In particolare, sottolineando i progressi compiuti negli anni scorsi nel collegamento tra Umbria e Marche, il presidente del Censis ha osservato come questi non siano ancora riusciti a «innervare la germinazione di una dinamica economica. Sembrano ponti e non strutture di connessione». 
«Trascurare il discorso»
Ecco che De Rita suggerisce di «trascurare il discorso degli alibi infrastrutturali» per pensare ad altro. E la lista degli argomenti è piuttosto corposa. La prima domanda che si pone il sociologo è: qual è il modello economico delle Marche? Esiste ancora? Per De Rita vale la pena di prendersi un mese per sottoporre le Marche a uno stress test e fare una «revisione della macchina che dobbiamo guidare». Altra domanda: «Piccolo è bello è ancora valido?». In generale no. Prendendo come esempio Merloni che per diventare grande è stato costretto a uscire dalle Marche, De Rita fa notare che: «Se le piccole imprese vanno in cerca di un livello di complessità superiore devono uscire dalle Marche». Ma il tema centrale non è tanto piccolo o grande quanto la capacità di essere connessi con la filiera internazionale da cui attingere dei servizi migliori, una gestione tecnologia più adeguata ma anche una maggiore capacità di penetrazione sui mercati. In pratica tu puoi fare il prodotto migliore e più bello del mondo ma se non entra nel circuito di filiera la sua qualità resta fine a se stessa.
I passi da compiere
E in questo discorso l’imprenditoria marchigiana ha ancora dei passi da compiere, secondo De Rita. Un sistema consapevole di essere forte ma che soffre di isolamento.
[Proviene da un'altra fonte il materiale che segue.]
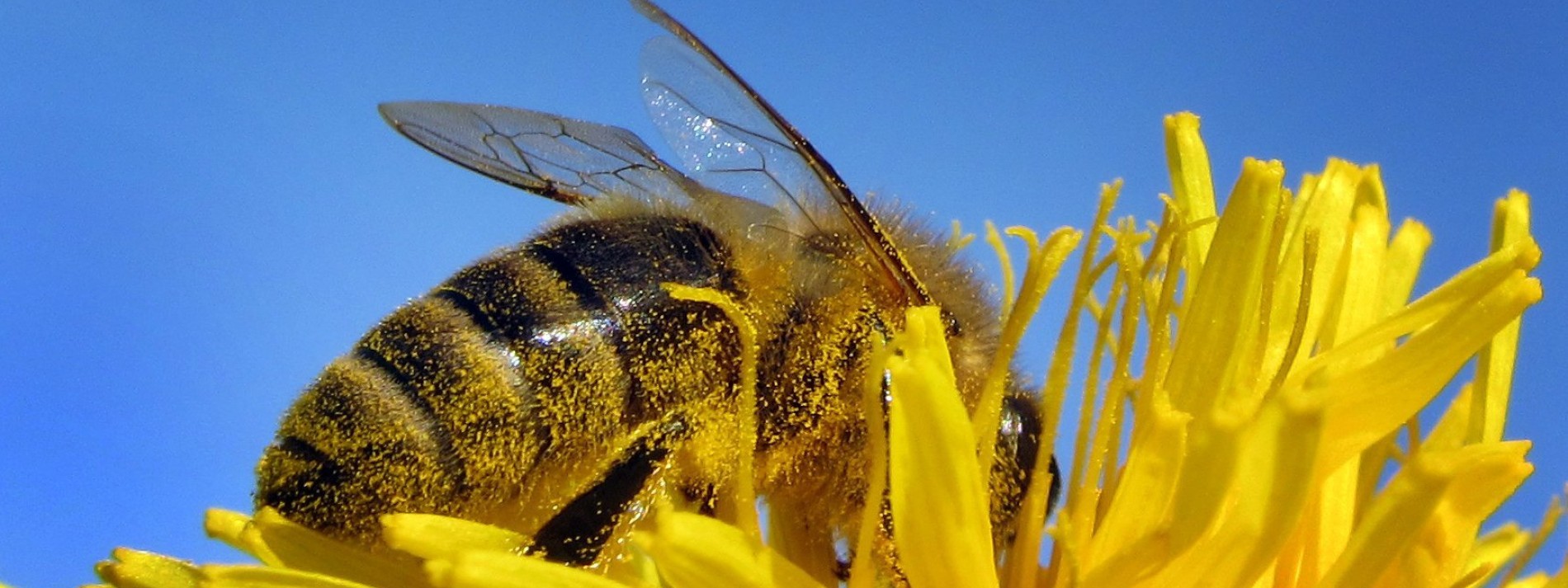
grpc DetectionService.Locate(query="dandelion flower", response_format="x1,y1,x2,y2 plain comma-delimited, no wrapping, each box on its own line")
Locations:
97,113,1549,588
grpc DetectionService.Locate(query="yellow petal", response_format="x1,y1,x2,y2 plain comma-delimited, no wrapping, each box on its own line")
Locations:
425,552,624,588
887,308,997,586
96,548,201,588
381,515,528,560
634,510,820,588
201,566,376,588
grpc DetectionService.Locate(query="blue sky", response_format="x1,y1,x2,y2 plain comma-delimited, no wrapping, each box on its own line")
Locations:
0,0,1568,586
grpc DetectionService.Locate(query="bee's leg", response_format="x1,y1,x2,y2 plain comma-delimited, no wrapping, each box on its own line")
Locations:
527,417,685,566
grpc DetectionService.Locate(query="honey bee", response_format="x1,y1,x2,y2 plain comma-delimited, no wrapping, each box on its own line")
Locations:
256,0,1056,566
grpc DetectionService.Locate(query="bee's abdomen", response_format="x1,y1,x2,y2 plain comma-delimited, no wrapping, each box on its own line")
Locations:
257,216,740,538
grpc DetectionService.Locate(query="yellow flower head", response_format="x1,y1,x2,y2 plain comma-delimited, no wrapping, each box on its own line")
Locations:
99,115,1549,586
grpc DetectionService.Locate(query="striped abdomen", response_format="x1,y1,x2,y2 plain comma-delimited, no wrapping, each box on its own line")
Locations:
256,214,744,552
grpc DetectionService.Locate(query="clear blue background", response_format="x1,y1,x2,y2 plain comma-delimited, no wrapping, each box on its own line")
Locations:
0,0,1568,586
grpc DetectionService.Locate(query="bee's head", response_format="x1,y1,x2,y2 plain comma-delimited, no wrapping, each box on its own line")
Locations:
991,386,1061,552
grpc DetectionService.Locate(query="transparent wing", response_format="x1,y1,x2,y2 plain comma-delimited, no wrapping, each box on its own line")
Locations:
381,102,693,205
641,36,831,214
632,0,932,304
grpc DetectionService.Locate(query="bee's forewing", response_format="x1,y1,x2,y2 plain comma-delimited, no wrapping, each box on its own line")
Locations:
632,0,932,306
381,102,692,205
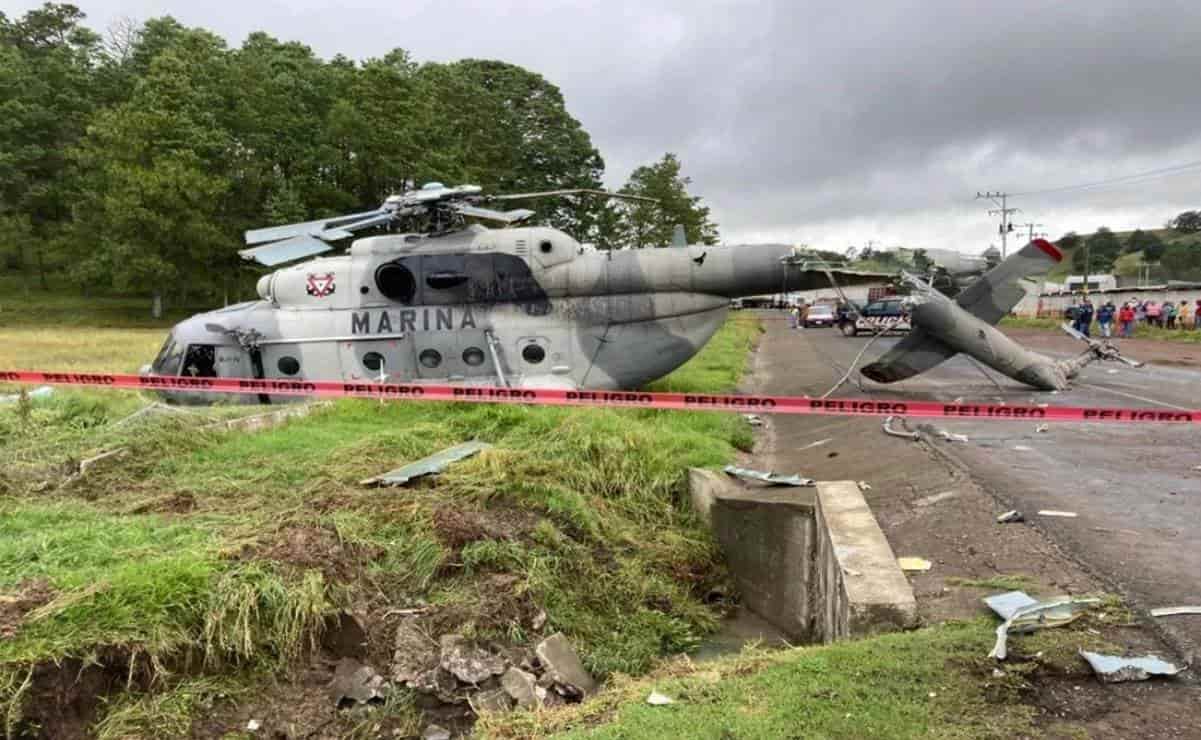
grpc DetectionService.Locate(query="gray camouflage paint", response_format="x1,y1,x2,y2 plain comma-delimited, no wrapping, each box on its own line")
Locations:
861,239,1080,390
150,226,888,402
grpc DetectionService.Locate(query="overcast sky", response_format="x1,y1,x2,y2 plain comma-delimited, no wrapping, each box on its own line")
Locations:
9,0,1201,252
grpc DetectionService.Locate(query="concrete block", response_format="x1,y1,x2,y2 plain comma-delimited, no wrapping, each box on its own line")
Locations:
815,481,918,641
710,485,814,641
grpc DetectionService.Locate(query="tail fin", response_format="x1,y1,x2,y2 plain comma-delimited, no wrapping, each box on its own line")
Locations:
861,239,1063,383
955,239,1063,324
671,223,688,246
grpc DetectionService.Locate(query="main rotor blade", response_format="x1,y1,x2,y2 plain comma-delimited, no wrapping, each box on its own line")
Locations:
452,203,533,223
238,235,334,267
245,209,388,244
484,187,658,203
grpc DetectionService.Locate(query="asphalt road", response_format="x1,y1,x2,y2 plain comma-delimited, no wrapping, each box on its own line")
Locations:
764,321,1201,656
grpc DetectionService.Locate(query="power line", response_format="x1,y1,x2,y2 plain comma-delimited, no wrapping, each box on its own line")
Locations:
976,191,1021,259
1009,160,1201,197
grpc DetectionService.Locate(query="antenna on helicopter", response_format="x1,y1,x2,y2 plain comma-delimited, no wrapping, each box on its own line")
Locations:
238,183,658,267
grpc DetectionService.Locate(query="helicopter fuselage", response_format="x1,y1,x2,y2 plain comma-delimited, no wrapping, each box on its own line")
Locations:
145,226,800,402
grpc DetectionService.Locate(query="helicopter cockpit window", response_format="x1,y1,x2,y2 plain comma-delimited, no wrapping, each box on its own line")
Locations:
150,334,184,375
376,259,417,304
183,345,217,377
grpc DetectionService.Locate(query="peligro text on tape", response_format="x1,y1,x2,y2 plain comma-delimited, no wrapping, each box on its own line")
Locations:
0,370,1201,424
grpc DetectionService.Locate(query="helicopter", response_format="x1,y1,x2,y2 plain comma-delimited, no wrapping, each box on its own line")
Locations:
143,183,890,404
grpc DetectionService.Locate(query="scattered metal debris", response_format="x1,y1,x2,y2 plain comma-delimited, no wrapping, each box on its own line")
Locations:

Ed è qui che il presidente del Censis ravvisa la vera innovazione da cercare: la gestione della filiera. « Credito di filiera, non a caso - ha spiegato il presidente della Camera di commercio delle Marche Gino Sabatini - sarà il tema al centro del nostro prossimo incontro formativo con UBI Banca, e se il Covid-19 ci ha portato distanziamento sociale noi rispondiamo con la rete, le piattaforme collaborative e forme di digitalizzazione intelligenti e condivise». E guai a parlare di distretti: «Sono finiti - riprende De Rita - nel 2000 con la globalizzazione, quando l’innovazione è diventata più importante della specializzazione. Oggi sono un monumento della cultura della specializzazione» dichiara De Rita che parla anche di territorio, della costa «una grande piattaforma regionale da gestire che crea compattezza e regge il sistema» ma che soffrirà di più nel post Covid-19 e non sa cosa farà da grande. E dell’entroterra che: «Da debolezza può trasformarsi in punto di forza perché più appetibile in una nuova cultura “green”». 
Bene l’accorpamento
Infine un pollice alzato per la Camera di Commercio che ha fatto bene ad unirsi per una progettualità regionale e un pollice verso per il progetto Shoes Valley definito «già passato».

Un’idea romantica ma che si scontra con la globalizzazione perché, ripete De Rita: «Non credo più nella dimensione territoriale. Bisogna inserirsi in dinamiche extraterritoriali».